Calculus

Fourier Series

Fourier Series Logo

Applications of Fourier Series to Differential Equations

Solved Problems

Example 3.

Using Fourier series expansion, solve the heat conduction equation in one dimension \[\frac{{\partial T}}{{\partial t}} = k\frac{{{\partial ^2}T}}{{\partial {x^2}}}\] with the Dirichlet boundary conditions: \(T = {T_1}\) if \(x = 0\) and \(T = {T_2}\) if \(x = L.\) The initial temperature distribution is given by \(T\left( {x,0} \right) = f\left( x \right).\)

Solution.

First we should define the steady state temperature distribution under the given boundary conditions.

Consider the equation \(k{\frac{{{\partial ^2}T}}{{\partial {x^2}}}} = 0.\) Integrating, we find the general solution:

\[{T_0}\left( x \right) = {C_1} + {C_2}x.\]

Find the coefficients \({C_1}\) and \({C_2}\) from the boundary conditions: \({T_0}\left( 0 \right) = {T_1},\) \({T_0}\left( L \right) = {T_2}.\) As a result, we have

\[{T_0}\left( x \right) = {T_1} + \left( {{T_2} - {T_1}} \right)\frac{x}{L}.\]

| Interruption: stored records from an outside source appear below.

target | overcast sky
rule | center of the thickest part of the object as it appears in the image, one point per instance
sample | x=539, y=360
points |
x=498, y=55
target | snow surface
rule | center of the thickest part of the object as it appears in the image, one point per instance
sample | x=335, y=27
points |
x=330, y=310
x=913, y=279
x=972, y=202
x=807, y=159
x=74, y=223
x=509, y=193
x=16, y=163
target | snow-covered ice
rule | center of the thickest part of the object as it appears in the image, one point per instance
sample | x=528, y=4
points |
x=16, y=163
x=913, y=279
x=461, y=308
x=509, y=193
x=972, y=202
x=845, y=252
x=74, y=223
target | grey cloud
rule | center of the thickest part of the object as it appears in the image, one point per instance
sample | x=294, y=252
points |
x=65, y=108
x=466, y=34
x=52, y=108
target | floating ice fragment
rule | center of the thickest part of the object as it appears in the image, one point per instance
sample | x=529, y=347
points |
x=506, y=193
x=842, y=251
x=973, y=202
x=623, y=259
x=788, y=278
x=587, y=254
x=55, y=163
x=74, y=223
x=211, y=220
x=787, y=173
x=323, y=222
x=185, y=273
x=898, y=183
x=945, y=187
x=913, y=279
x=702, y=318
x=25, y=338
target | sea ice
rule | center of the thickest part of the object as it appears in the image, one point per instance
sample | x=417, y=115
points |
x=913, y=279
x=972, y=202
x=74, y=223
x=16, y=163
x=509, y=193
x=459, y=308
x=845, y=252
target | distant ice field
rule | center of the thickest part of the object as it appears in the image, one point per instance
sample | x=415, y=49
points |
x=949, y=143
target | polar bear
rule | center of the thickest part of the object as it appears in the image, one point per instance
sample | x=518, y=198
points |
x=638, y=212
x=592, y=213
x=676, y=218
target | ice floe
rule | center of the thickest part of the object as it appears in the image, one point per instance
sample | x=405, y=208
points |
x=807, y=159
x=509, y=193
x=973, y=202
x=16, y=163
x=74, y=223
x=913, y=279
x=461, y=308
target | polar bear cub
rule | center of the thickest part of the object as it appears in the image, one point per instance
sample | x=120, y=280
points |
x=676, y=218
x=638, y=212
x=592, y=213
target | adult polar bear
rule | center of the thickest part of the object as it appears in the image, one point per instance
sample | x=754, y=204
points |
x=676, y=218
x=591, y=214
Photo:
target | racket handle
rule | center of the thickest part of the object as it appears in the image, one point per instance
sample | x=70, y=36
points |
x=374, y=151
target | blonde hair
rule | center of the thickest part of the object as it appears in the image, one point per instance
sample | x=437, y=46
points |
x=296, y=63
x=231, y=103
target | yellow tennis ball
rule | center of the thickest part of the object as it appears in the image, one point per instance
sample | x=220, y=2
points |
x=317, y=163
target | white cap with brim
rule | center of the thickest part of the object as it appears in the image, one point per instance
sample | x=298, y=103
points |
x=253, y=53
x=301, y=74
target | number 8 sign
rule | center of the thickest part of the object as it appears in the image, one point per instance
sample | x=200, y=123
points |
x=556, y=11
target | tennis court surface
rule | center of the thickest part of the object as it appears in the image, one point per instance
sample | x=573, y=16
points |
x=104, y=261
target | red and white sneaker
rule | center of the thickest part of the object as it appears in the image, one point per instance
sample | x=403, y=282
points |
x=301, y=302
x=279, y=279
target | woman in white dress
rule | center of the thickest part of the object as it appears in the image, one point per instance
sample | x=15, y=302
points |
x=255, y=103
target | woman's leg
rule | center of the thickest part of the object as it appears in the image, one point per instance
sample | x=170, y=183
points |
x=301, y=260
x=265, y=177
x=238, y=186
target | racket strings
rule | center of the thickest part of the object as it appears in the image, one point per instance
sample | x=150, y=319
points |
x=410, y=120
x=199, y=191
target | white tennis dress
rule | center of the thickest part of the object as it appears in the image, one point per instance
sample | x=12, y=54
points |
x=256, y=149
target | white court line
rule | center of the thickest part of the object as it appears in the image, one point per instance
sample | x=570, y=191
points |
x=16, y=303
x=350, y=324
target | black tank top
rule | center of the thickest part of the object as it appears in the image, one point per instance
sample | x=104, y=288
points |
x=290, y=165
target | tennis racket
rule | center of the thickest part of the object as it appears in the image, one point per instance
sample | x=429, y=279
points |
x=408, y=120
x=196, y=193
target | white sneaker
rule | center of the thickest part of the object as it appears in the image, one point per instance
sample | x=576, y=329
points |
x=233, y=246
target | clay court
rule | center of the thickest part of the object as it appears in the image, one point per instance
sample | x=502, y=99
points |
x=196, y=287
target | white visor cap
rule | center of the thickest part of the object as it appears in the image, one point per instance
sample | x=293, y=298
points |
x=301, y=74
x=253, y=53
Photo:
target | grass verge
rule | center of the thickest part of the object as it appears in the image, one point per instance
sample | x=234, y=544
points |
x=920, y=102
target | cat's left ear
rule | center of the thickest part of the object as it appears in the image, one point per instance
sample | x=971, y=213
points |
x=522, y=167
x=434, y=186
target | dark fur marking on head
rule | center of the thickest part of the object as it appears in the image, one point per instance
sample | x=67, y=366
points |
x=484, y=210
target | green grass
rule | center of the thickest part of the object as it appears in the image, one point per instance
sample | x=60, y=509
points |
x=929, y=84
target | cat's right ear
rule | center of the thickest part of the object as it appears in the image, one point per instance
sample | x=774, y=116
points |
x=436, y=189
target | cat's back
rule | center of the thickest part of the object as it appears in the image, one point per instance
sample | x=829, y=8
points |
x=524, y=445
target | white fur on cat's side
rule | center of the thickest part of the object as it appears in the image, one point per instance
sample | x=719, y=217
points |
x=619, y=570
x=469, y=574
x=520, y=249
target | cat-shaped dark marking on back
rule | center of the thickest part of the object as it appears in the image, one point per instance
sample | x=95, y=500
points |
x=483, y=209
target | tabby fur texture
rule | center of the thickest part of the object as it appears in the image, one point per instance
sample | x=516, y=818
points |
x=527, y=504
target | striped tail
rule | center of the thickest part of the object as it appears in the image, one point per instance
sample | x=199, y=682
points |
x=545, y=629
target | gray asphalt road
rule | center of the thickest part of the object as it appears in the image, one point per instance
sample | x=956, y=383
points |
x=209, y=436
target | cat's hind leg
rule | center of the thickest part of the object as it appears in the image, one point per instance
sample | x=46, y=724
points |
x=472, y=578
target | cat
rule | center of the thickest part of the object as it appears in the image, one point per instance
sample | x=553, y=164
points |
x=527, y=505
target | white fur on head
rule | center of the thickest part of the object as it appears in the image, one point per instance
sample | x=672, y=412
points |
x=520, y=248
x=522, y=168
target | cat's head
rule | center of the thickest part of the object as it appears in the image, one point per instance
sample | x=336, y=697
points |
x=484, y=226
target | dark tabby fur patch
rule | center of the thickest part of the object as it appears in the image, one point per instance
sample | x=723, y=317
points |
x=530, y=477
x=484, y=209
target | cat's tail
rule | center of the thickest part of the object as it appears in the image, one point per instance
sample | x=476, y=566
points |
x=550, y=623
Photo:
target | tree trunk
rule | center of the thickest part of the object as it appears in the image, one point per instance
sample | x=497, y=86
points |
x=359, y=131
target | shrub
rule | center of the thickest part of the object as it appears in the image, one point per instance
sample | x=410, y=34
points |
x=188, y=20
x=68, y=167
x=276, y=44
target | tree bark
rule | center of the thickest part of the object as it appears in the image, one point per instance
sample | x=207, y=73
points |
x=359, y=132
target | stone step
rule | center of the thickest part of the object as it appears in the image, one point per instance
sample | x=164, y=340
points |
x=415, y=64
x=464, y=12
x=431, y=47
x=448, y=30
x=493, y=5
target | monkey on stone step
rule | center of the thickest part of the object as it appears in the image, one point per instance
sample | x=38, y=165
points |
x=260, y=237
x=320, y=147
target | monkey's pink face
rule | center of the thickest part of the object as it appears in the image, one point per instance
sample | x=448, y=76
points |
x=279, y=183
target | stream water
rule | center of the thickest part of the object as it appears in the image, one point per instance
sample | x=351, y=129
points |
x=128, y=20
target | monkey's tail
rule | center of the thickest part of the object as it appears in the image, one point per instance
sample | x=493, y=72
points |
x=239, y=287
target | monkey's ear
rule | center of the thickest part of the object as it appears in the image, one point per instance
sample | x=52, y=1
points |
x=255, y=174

Now we construct the time-dependent temperature solution. Introduce the new variable

\[y\left( {x,t} \right) = T\left( {x,t} \right) - {T_0}\left( x \right).\]

The boundary conditions for \(y\left( {x,t} \right)\) become

\[y\left( {0,t} \right) = y\left( {L,t} \right) = 0,\]

The initial condition can be written in the form

\[y\left( {x,0} \right) = f\left( x \right) - {T_0}\left( x \right) = g\left( x \right).\]

Taking into account the new boundary conditions it's natural to apply the Fourier sine series expansion. Then

\[g\left( x \right) = \sum\limits_{n = 0}^\infty {{b_n}\sin \frac{{n\pi x}}{L}} ,\]

where the coefficients \({b_n}\) are defined by the formula

\[{b_n} = \frac{2}{L}\int\limits_0^L {g\left( x \right)\sin \frac{{n\pi x}}{L}dx} .\]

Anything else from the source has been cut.